Tsinghua was one of the first teams to effectively use GPUs but eschewed them in their ISC’14 rig, despite riding a brace of NVIDIA K40s to a second-place finish at China’s ASC14 competition just a few months ago.
The team told me that they weren’t able to get their hands on GPUs in time for the trip to Germany, but that they hoped to make up for the deficit in number-crunching power by having more CPUs in their box, and doing a better job of tuning their cluster for the HPC apps.
Newbie team Hamburg also went the old-school route. Their nine-node cluster is crammed into a ruggedized case on wheels. To me, the case looked like something a professional polka band might use to transport their accordions on a long, multi-country tour. But it did an admirable job of holding all of their gear, and it’s optimized for a quick getaway as well.
Team Hamburg is the only team using Qlustar (pronounced “clue-star”) as their cluster operating system. They tout it as a quick and easy, yet powerful, o/s that makes setting up and managing HPC clusters a walk in the biergarten. You can check Qluster out here (https://www.qlustar.com/).
Coffee Table of Doom 2.0
The other German team, Chemnitz University of Technology, went back to the drawing board after their first Coffee Table of Doom cluster (four workstations crammed with a grand total of 16 accelerators) proved to suck up way too much power to be competitive. Coffee Table of Doom 2.0 includes six workstations, each with 128 GB RAM, plus 8 NVIDIA K40c accelerators scattered around. The team should be able to keep this system under the 3,000 watt power cap, unlike its predecessor.
The Sweet Spot?
The rest of the 11 team field sported similar systems, chock full of Xeons, accelerators, and plenty of memory.
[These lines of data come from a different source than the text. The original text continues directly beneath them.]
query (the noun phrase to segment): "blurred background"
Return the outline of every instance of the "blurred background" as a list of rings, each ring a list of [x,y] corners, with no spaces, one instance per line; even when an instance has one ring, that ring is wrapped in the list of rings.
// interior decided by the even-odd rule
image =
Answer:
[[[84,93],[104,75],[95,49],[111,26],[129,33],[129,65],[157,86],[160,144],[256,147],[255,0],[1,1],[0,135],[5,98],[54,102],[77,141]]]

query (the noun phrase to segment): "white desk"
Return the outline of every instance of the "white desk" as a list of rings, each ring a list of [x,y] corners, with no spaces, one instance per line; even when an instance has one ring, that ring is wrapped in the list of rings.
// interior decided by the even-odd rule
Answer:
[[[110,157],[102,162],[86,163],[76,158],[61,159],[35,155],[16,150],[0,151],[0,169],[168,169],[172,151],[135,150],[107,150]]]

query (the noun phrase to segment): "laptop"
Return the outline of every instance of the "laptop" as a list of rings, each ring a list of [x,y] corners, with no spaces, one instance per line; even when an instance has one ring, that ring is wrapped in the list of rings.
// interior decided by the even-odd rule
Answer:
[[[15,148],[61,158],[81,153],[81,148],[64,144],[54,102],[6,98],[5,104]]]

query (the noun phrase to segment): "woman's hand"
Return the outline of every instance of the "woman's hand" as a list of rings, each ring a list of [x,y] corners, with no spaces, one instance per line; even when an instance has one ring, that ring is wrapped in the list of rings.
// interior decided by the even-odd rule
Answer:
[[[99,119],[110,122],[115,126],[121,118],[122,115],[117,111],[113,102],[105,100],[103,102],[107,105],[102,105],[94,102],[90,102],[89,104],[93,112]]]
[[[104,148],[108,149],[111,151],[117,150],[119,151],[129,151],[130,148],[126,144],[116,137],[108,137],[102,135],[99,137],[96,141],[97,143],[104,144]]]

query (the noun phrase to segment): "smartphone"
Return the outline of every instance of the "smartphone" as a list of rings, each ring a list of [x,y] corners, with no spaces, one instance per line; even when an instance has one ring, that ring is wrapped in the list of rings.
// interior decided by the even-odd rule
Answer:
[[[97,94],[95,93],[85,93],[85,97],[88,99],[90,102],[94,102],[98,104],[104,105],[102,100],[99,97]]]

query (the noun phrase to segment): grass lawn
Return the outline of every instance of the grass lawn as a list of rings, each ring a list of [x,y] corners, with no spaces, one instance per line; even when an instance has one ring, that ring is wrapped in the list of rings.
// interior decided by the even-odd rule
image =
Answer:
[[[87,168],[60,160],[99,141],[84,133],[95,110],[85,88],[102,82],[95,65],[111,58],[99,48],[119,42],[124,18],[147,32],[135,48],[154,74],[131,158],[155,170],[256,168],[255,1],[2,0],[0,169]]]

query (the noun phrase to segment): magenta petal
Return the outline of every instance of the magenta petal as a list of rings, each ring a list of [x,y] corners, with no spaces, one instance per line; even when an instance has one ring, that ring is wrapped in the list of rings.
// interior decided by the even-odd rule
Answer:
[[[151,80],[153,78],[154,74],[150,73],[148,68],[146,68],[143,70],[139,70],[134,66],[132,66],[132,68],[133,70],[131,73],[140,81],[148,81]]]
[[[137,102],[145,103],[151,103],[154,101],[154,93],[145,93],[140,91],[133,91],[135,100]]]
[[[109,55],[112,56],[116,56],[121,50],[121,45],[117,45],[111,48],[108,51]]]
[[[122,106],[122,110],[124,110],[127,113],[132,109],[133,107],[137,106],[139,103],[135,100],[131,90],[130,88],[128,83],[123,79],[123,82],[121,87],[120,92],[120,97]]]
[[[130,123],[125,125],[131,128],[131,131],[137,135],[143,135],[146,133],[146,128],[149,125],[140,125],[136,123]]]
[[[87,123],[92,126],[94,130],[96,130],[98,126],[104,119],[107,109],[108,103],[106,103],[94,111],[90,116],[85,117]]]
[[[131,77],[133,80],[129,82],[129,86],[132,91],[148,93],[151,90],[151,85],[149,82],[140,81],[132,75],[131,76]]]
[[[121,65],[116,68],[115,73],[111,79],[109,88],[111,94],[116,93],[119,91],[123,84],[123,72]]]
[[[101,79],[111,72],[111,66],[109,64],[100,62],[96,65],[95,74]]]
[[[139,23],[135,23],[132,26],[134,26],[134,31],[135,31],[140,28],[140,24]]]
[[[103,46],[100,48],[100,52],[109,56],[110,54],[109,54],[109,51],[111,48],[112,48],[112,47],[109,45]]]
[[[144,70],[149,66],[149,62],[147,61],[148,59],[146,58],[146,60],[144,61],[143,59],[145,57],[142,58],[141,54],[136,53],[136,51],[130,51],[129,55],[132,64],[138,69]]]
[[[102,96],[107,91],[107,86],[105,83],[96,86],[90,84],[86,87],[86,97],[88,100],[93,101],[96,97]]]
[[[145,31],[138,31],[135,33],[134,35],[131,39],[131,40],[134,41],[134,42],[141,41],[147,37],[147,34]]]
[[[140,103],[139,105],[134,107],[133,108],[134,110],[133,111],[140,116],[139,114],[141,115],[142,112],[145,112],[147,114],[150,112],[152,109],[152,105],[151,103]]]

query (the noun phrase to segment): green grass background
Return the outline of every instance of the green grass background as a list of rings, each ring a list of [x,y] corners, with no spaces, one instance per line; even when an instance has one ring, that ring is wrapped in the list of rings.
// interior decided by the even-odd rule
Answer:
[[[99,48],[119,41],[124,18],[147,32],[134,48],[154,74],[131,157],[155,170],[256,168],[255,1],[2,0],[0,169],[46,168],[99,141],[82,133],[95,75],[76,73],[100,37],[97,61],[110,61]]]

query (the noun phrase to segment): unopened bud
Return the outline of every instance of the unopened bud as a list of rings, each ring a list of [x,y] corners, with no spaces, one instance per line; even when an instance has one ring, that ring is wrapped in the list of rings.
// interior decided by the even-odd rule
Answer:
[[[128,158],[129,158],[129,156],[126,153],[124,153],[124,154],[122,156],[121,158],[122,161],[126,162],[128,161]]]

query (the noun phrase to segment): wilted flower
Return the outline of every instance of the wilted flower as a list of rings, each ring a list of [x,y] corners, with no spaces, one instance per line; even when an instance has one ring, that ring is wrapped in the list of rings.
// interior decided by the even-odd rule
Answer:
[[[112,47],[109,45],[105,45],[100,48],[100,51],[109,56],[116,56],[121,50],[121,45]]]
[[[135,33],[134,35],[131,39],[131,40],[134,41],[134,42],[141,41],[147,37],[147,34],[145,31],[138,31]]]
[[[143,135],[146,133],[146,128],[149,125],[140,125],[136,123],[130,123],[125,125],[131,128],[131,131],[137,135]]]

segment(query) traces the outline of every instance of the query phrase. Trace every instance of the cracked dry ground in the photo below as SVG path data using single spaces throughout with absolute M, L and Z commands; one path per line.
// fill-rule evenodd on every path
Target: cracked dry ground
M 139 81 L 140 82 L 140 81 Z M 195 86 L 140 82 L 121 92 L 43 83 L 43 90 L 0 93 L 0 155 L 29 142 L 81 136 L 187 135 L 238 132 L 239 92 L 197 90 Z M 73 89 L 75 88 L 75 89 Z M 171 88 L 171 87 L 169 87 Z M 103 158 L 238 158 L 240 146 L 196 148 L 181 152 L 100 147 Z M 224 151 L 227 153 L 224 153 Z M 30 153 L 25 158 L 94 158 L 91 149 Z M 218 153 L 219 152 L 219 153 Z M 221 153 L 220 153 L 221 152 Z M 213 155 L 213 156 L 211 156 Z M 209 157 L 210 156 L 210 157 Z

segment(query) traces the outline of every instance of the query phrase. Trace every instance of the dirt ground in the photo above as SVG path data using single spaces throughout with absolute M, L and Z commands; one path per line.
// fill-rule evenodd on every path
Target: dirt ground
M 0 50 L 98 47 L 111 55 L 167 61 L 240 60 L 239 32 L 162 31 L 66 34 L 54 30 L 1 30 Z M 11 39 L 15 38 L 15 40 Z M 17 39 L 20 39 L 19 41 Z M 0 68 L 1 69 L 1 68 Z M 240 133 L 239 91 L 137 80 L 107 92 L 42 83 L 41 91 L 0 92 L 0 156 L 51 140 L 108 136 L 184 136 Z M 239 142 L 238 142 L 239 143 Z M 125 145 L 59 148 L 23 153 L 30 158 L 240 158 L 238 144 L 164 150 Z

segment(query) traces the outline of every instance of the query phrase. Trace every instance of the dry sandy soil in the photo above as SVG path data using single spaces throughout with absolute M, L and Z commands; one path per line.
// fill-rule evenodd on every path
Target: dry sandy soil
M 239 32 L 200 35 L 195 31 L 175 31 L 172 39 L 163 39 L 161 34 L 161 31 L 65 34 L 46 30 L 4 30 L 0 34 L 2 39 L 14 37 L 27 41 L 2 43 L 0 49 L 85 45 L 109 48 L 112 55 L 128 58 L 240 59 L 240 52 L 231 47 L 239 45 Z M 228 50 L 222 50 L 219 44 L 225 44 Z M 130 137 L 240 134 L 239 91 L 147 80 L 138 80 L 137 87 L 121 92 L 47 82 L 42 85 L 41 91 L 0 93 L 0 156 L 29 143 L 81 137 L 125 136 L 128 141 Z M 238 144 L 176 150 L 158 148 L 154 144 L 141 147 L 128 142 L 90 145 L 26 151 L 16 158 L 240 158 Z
Team Brazil (University of Sao Paulo) picked up SGI as a sponsor for their trip to ISC and also upped their configuration considerably from what we saw at ASC14. In Leipzig they drove an eight-node, 192-core cluster packed with a terabyte of RAM and five Intel Phi co-processors. Unlike their outing in Guangzhou, this should be enough hardware to allow the team to hang with the big boys.
Team South Korea, from the Ulsan National Institute of Science and Technology, also put together a larger system than they used at ASC14 last spring. We also see that the team has had a change of heart regarding accelerators. In their ASC14 competition system, UNIST used six nodes with five NVIDIA Titan GPUs. At ISC’14 they’re coming with eight beefy nodes plus eight NVIDIA Tesla K40c GPUs. This should work out better for them, I suspect.
The third team from China, the University of Science & Technology of China, has the biggest Chinese system with 10 nodes, 1.28TB of memory, and eight NVIDIA K40c GPUs. The team is sponsored by Sugon, which seems to be the public face of Chinese computing powerhouse Dawning.
According to the team, they’ve received not only a lot of hardware from Sugon, but also plenty of technical help and expertise. It’ll be interesting to see how this team does not only in the overall competition but against the other Chinese teams, who are sponsored by another very large Chinese computing company, Inspur.
Former Champs Clash
Team South Africa, the returning ISC’13 champ, and Team Shanghai, the recent ASC14 winner, are both considered favorites to take the Overall Champion crown at ISC’14. South Africa has an eight-node, 160-core cluster with eight NVIDIA K40c accelerators. Shanghai also has eight nodes, but is using a 12-core Xeon, giving them 192 total CPU cores in their system. Shanghai is also running eight NVIDIA K40c accelerators.
Another key difference between the two is memory. Shanghai, with a terabyte of RAM, is sporting twice the 512 GB memory of the South Africa cluster. As one long-time cluster observer put it, “More memory is more better.”